Reporter’s Notebook: Is back
Monday, January 22, 2018 by
Austin Monitor
Lee’s new team?… Former Mayor Lee Leffingwell never had the noted social media chops of his successor (or his successor’s spokesperson, at least), and after he stepped down in 2015, his Twitter account mostly retired with him. In 2017, he posted a handful of tweets that mostly reminisced about his time at City Hall. However, the new year has brought a new tone from the last mayor of Austin’s at-large City Council system. On Jan. 16, Leffingwell retweeted Republican Sen. Johnny Isakson of Georgia who had shared a story about Delta Airlines’ windfall from the recent revision of the nation’s tax code that was signed into law by President Donald Trump. Rather than tear into the company for benefiting from what most Democrats have framed as massive handouts to corporations at the expense of the middle class, Leffingwell, a former Delta pilot, said, “Good on them,” and asked about profit-sharing for retirees. The next day, he shared an image posted by @MilitaryCourage purporting to show U.S. soldiers kneeling around a wounded Afghan, with a caption that reads in part, “Role models. Not found in sports arenas.” “‘Not found in sports arenas,’” the former mayor quoted, adding, “Certainly not in the NFL.” The conservative commentary continued on Sunday when Leffingwell retweeted another Republican member of Congress, this time North Carolina Rep. Mark Meadows, the chair of the far-right Freedom Caucus. While the rule of thumb is that retweets don’t necessarily translate to endorsements, it’s hard not to read this one that way given Meadows’ statement regarding the ongoing shutdown of the federal government. “Please share if you agree,” he says. “It is completely unacceptable to withhold the salary of our military men and women because you want a separate, unrelated DACA deal. End this now. #SchumerShutdown.”

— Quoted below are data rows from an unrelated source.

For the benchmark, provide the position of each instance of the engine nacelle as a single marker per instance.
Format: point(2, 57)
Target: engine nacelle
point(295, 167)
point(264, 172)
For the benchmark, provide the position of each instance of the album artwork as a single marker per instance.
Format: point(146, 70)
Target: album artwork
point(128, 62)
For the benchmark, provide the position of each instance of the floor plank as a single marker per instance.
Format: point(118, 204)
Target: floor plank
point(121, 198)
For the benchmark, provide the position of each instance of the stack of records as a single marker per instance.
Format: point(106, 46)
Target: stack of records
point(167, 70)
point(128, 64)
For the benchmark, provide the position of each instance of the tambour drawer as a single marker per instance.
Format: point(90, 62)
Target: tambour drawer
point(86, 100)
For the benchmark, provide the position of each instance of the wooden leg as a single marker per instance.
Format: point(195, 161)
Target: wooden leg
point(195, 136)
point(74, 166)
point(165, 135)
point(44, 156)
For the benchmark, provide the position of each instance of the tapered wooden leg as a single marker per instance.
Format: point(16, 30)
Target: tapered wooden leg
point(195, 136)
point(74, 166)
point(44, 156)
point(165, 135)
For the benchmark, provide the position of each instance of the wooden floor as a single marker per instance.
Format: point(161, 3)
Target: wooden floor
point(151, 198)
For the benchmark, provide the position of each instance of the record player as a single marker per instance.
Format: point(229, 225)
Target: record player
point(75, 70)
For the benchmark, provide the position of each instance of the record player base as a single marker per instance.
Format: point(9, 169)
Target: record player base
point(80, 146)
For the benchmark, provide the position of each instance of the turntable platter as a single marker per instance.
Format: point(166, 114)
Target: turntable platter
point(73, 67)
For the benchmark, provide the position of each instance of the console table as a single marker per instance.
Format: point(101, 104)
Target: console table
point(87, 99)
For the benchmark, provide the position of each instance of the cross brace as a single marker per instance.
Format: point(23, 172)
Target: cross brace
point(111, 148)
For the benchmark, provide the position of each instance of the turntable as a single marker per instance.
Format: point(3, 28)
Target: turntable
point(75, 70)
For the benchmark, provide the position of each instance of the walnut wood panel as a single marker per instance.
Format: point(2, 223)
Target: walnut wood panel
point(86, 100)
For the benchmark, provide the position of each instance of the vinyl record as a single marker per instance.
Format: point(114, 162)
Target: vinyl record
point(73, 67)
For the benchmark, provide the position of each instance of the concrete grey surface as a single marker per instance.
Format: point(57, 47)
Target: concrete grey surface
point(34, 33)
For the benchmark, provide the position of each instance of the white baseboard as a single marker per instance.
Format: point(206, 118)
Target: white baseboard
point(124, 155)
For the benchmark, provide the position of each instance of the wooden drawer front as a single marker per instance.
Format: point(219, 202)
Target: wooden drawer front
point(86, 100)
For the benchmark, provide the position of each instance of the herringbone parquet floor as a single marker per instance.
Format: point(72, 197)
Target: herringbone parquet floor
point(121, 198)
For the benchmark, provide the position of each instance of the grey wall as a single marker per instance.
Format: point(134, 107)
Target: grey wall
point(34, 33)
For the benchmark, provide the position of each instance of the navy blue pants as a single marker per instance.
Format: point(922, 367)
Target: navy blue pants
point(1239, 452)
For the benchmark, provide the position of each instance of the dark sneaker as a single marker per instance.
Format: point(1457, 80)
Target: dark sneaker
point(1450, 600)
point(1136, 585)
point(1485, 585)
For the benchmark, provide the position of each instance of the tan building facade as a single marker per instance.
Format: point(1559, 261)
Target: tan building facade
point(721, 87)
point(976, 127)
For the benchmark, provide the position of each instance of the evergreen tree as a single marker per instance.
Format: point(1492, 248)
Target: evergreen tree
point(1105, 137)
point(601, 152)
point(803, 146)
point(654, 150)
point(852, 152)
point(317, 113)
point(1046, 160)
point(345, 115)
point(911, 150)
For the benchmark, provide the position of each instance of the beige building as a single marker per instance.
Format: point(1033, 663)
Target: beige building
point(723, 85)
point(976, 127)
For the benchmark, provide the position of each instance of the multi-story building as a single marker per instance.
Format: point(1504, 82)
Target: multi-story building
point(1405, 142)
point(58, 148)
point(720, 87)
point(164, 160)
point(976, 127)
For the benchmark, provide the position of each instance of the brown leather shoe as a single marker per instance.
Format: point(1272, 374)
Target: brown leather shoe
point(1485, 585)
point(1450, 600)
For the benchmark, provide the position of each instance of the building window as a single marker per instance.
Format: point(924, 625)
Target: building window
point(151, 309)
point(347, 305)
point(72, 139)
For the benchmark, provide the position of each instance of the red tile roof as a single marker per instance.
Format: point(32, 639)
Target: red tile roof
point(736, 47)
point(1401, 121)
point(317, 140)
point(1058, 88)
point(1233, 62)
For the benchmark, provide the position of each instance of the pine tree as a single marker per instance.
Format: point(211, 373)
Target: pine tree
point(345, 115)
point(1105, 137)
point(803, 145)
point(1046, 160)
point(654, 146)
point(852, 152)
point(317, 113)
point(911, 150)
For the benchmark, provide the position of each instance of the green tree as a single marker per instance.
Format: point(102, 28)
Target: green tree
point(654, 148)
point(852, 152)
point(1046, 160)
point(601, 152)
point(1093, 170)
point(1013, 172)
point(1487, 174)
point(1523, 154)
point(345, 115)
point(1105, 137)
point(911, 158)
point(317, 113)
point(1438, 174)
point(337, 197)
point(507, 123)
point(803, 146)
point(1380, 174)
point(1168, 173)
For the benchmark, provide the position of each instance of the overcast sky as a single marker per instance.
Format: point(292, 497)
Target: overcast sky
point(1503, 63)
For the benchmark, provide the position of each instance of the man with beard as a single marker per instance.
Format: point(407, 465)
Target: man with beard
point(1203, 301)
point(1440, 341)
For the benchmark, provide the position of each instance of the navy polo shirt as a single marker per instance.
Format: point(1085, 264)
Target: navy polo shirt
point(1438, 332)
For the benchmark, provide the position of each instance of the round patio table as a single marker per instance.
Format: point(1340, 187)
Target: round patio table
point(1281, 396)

Would Marx be an urbanist?… A housing committee for the Austin Democratic Socialists of America recently released a position paper on CodeNEXT that endorsed a number of positions advocated by urbanists, including eliminating off-street parking requirements, allowing greater residential density throughout the urban core and replacing use-based zoning entirely with form-based zoning, to promote mixed uses. It also proposed dramatically increasing subsidized housing through a major affordable housing bond. In response, local activist Andrew Dobbs penned a lengthy rebuke on his blog, titled, “Urbanism Is Not Socialist or Progressive.” The DSA has erred, wrote Dobbs, by “relying on received conventional wisdom.” They would be well-served, he wrote, to familiarize themselves with Marx’s theory of “absolute ground rent,” by which “all real estate property in an area is owned by a small number of landlords who form a monopoly as a class.” Dobbs shared his piece on a popular Facebook forum for urbanists, #ATXUrbanists, only to see it removed shortly thereafter by moderators. One member of the discussion group, Patrick Goetz, protested the removal, noting that, although he disagreed with “much of the content” of Dobbs’ essay, he “found it to be well written and carefully reasoned.”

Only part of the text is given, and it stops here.